Sur le mur, d’un bois si usé qu’il avait presque la couleur de la pierre, s’enfonçait une porte. Jehanne la poussa avec autant d’assurance que si c’était une porte qu’elle empruntait tous les jours. Une forte odeur d’humidité s’éleva de l’ouverture. Dans un coin, Jehanne saisit un ballot, d’épaisses capes de laines et quelques armes, dont son arc. Elle glissa un poignard à sa ceinture, et tendit à Vivian un fourreau vert décoré d’un épervier.

-Tiens. Tu sais mieux t’en servir que moi.

Sur le pommeau de l’épée, était gravé à nouveau l’épervier triomphant des Beljour. Vivian ceignit le fourreau à sa ceinture, conscient de détenir un trésor de la famille de Jehanne.

-Comment as-tu découvert tous ces passages ? Je pensais les connaître tous. Avec Daniel, nous en avions beaucoup explorés.

-J’ai découvert celui de ma chambre par hasard, en m’appuyant contre le mur. Quant à celui-ci… eh bien… c’est Daniel qui l’a découvert.

Ils se turent. Le silence du cellier était absolu. Sans plus un mot, ils s’engouffrèrent tous les quatre dans l’ouverture.

Au début, Vivian se crut enfermé dans une pièce sans issue, car la flamme de la torche vint aussitôt éclairer un pan de mur en face ; mais en réalité, il s’agissait d’un couloir qui faisait immédiatement un coude. La porte se referma.

-Vite, dit Jehanne, je n’ai qu’une torche de rechange et nous avons une bonne heure avant de sortir à l’air libre.

Tandis qu’ils parcouraient le boyau, Vivian se laissait envahir par l’étrange sentiment des jeux qui deviennent réalité. Si longtemps les passages secrets avaient été terrains de jeux, et ils avaient tant joué au prisonnier qui s’échappe ou à l’envahisseur qui s’infiltre. Mais ces souterrains n’avaient pas été pensés pour égayer des enfants, et il se demandait à présent comment cela avait-il pu l’amuser un jour. Malgré tout sa fuite conservait une espèce de dimension épique comme s’il était réellement devenu le personnage dont il jouait jadis le rôle, un de ses héros dont Daniel et lui se contaient les histoires quand ils étaient enfants. Daniel était bon conteur, se rappelait-il, il s’inspirait de ses lectures pour recréer des univers palpitants peuplés de nobles quêtes et de belles dames. Il ne lui manquait guère qu’un peu de voix et de talent musical pour devenir un de ces trouvères qui suspendaient leur auditoire à leur lyre. Il continua à se bercer de ses souvenirs d’enfance, tandis que chaque pas l’éloignait un peu plus et peut-être à jamais de la demeure qui avait été sienne toute sa vie.

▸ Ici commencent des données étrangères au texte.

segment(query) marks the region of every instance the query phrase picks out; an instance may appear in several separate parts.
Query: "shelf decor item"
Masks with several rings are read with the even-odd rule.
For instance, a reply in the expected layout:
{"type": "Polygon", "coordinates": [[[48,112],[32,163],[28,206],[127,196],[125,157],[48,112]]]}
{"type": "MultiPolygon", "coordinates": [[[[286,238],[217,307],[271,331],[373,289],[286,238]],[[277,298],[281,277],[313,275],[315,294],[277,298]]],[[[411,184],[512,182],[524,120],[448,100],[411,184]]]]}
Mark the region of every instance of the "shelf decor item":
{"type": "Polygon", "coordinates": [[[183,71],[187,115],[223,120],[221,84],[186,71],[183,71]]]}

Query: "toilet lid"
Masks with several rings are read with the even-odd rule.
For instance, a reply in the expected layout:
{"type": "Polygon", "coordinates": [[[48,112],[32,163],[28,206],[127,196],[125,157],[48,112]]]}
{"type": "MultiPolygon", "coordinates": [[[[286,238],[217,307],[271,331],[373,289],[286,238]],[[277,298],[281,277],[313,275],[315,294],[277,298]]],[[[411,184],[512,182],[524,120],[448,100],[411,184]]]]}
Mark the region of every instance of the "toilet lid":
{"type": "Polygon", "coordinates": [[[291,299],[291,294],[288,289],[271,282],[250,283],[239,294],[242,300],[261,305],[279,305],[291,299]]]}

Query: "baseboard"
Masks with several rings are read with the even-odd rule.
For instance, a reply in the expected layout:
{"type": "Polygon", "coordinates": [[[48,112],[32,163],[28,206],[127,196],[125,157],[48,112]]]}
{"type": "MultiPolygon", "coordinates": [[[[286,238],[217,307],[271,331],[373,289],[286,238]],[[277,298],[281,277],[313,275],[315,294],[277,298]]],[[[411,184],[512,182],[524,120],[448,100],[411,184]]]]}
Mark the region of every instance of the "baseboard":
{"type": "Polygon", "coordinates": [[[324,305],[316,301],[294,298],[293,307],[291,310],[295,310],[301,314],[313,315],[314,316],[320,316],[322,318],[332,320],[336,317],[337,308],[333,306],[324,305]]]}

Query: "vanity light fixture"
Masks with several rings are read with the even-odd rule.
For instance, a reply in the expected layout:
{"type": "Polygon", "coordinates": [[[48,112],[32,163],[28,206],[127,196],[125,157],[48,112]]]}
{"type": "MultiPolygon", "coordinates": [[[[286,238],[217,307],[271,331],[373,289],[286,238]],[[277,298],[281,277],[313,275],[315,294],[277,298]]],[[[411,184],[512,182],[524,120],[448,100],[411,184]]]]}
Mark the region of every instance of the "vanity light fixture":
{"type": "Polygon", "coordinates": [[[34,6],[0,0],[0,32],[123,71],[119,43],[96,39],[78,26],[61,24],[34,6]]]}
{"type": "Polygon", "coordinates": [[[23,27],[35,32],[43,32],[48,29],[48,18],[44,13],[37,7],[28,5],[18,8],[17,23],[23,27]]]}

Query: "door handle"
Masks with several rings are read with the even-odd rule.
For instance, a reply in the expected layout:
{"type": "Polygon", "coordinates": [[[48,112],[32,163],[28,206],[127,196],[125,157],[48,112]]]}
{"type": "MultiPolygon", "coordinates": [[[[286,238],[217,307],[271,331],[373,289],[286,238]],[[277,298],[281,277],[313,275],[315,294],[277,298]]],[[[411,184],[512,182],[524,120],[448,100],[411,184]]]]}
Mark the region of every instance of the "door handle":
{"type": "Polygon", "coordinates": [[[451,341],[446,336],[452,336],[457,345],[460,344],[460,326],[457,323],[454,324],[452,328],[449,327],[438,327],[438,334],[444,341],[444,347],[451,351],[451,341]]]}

La nuit était encore si sombre qu’ils devinèrent la sortie plus qu’ils ne la virent, quand le souffle d’air sur leur peau se fit plus insistant. Leur arrivée dérangea une poignée de chauves-souris qui s’envolèrent en piaillant avec indignation. Ils resserrèrent leurs capes autour d’eux. Le souterrain s’achevait sur une bouche de pierraille en aval de la colline où s’élevait le château des Autremont, du côté opposé à Combelierre. La végétation autour d’eux était dense et humide, ils devaient se frayer un chemin au milieu des ronces et des fougères. Une diffuse lumière lunaire émanait des fins nuages et guidait leur chemin. Il restait encore un peu à descendre avant d’atteindre la vallée.